路终有尽头,药香楼到了。
无尘不许她下车送他,他伸手给她擦了一遍又一遍的眼泪,最后他wen上我的眼睛,说道:“我就在这里,哪都不去。”
最后拉着的手还是滑走,还是下马车离开了她。
瞬间心里空荡荡地,无力地趴在车厢里,抚摸着他刚才坐过的地方。
月府到了,调整一下情绪,擦干眼泪,整理好衣衫,戴好面纱就由着夏竹搀扶下了马车。
下马车的脚还没站稳就被爹爹上前抱在怀里了,只见他激动地一边哭一边骂着她:“霜儿呀,我的霜儿呀,你怎么可以这么调皮,这么久才肯回来呀!”
月如霜轻轻拍着爹爹的后背安慰道:“爹,不要哭鼻子了,霜儿现在不是回来了吗?”
爹爹搂着她一边进府一边责备道:“你这个坏丫头净会让人这么担心。
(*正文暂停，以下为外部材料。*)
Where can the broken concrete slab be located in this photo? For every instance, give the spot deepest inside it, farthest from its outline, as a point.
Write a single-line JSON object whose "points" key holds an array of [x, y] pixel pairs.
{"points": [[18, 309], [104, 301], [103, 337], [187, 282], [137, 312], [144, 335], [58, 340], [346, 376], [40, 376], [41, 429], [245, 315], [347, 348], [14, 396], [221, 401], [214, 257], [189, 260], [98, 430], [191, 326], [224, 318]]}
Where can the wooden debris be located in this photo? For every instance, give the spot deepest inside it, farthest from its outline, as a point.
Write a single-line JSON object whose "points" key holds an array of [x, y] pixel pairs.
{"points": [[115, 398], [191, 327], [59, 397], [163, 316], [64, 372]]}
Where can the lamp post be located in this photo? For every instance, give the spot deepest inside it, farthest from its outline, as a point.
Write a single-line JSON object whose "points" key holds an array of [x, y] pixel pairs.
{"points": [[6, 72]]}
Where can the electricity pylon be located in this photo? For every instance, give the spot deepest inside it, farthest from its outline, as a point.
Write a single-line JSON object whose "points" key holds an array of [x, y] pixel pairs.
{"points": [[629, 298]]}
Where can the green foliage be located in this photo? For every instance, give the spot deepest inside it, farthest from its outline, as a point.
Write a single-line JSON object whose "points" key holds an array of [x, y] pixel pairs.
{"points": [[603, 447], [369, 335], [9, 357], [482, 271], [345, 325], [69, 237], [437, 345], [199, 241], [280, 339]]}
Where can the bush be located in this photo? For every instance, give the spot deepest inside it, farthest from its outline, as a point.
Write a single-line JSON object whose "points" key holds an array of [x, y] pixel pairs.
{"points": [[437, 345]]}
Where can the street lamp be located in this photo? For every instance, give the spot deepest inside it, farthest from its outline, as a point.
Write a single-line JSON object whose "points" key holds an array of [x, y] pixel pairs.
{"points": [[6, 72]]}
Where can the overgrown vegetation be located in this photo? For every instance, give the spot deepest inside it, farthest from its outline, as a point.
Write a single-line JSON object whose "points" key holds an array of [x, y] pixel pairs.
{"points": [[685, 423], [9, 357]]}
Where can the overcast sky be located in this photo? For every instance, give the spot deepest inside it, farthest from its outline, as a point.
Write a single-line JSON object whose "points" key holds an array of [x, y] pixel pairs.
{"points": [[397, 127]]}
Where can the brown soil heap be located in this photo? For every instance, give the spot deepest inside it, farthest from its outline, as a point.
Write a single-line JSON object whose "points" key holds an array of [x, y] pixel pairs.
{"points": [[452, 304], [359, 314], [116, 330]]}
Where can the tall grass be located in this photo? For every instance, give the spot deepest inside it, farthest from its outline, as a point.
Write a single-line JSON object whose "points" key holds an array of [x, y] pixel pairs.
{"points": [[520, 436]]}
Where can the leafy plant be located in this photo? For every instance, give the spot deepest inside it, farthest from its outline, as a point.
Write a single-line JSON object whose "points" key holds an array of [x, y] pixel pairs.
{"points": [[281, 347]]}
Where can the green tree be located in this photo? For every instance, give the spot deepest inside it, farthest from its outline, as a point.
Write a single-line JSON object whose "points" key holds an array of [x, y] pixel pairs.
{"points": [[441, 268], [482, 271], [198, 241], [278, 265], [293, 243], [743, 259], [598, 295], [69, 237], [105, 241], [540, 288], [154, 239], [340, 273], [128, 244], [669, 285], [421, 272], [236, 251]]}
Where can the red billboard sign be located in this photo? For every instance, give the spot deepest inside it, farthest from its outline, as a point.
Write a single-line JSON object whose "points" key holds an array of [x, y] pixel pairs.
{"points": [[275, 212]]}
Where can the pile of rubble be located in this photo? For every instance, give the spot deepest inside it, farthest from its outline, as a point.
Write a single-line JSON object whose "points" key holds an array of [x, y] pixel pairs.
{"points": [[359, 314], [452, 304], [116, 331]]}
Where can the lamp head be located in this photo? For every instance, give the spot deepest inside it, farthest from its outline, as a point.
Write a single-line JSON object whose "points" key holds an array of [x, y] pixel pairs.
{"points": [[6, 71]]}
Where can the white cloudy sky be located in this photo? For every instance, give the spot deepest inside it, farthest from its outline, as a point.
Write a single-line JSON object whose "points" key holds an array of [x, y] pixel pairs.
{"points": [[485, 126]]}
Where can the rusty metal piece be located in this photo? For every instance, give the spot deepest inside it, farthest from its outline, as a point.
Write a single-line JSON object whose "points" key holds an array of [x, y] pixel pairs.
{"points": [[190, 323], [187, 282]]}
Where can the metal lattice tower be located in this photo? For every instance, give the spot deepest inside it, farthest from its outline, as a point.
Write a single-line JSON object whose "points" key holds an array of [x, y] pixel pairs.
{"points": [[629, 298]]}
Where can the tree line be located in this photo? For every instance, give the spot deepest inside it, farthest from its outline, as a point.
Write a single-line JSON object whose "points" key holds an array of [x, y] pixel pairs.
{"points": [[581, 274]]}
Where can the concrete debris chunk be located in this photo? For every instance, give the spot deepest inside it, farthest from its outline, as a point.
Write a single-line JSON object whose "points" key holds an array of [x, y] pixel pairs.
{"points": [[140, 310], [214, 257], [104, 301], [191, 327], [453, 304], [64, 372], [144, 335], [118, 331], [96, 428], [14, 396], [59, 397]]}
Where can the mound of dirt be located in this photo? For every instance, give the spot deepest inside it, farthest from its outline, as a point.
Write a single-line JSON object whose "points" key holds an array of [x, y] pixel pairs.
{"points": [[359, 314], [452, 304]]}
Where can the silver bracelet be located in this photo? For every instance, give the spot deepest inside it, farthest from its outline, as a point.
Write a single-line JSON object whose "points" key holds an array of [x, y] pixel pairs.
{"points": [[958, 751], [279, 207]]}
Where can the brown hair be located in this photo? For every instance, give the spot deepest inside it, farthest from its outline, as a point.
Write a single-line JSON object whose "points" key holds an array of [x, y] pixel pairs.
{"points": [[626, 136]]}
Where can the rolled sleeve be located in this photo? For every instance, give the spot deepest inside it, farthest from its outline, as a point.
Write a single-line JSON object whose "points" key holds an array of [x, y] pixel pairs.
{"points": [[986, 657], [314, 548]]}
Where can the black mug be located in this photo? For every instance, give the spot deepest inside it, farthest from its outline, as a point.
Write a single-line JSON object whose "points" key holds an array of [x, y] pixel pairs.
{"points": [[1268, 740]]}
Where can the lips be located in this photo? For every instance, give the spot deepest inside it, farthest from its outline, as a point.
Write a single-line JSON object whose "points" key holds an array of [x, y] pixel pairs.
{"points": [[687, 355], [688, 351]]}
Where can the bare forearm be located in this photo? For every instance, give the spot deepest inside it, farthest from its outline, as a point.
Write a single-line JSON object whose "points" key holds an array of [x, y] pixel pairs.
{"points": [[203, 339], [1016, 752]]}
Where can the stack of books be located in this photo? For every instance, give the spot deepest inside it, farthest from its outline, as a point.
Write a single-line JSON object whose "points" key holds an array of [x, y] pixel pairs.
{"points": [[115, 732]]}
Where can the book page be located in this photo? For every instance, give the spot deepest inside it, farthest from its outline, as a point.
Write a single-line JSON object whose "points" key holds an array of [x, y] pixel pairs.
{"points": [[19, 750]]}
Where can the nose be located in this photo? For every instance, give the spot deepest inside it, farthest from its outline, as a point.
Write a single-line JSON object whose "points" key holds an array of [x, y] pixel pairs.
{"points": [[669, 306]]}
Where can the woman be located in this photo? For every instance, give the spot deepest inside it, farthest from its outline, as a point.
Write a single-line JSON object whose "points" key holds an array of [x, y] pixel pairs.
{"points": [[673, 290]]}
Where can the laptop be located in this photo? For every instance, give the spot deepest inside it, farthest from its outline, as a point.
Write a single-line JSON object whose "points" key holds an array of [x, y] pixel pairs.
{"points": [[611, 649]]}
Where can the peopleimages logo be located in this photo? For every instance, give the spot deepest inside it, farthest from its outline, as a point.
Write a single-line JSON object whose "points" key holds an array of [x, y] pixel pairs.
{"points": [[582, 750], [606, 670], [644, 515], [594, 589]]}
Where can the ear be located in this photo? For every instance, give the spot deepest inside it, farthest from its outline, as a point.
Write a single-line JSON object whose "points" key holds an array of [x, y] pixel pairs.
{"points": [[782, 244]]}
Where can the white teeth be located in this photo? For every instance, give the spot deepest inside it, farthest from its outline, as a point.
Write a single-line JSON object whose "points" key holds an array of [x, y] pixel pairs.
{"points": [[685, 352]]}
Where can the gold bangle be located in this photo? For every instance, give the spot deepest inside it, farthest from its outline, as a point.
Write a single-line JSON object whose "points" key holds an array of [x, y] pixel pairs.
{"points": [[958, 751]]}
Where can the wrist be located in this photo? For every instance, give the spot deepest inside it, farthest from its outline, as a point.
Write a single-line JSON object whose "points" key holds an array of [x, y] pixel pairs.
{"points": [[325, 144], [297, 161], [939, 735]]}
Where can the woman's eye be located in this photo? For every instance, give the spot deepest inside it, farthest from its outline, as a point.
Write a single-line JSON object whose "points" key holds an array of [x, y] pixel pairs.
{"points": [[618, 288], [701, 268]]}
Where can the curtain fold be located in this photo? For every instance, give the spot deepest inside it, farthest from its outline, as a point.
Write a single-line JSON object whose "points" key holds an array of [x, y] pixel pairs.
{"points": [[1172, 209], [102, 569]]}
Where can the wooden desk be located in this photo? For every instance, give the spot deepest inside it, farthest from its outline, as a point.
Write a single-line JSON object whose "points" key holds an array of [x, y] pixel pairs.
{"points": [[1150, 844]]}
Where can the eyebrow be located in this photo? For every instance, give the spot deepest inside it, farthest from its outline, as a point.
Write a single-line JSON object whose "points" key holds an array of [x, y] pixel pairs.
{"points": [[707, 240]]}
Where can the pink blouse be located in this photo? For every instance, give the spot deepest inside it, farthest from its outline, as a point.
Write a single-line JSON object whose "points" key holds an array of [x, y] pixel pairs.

”
她的归来,让院子里的人很是高兴,一个个在她吃饭时眉开眼笑地盯着她。
我环视一周发现春桃不见了,不由得叹息着。
爹爹敏感地察觉到她的情绪不对,问道:“霜儿,怎么啦好端端的怎么叹气了,是不舒服吗?”
月如霜摇头说道:“我没有怪罪春桃,她又何必离开呢!”
说起春桃,爹爹气得吹着胡子说道:“她没有保护好你,是她失责了。”
带着爹爹和夏竹回到房间后,把那日的事情婉婉道来。
当然柳诗诗和月皓轩是主谋这事她没有说出来,可是夏竹听到秦岩没死害得她这般惨,恨得咬牙切齿。
爹爹拉着她的手早就泣不成语,又得好好地安慰一番,而后故意扯开话题故作轻松地说道:“爹爹你就不对我在地狱的经历感兴趣吗?”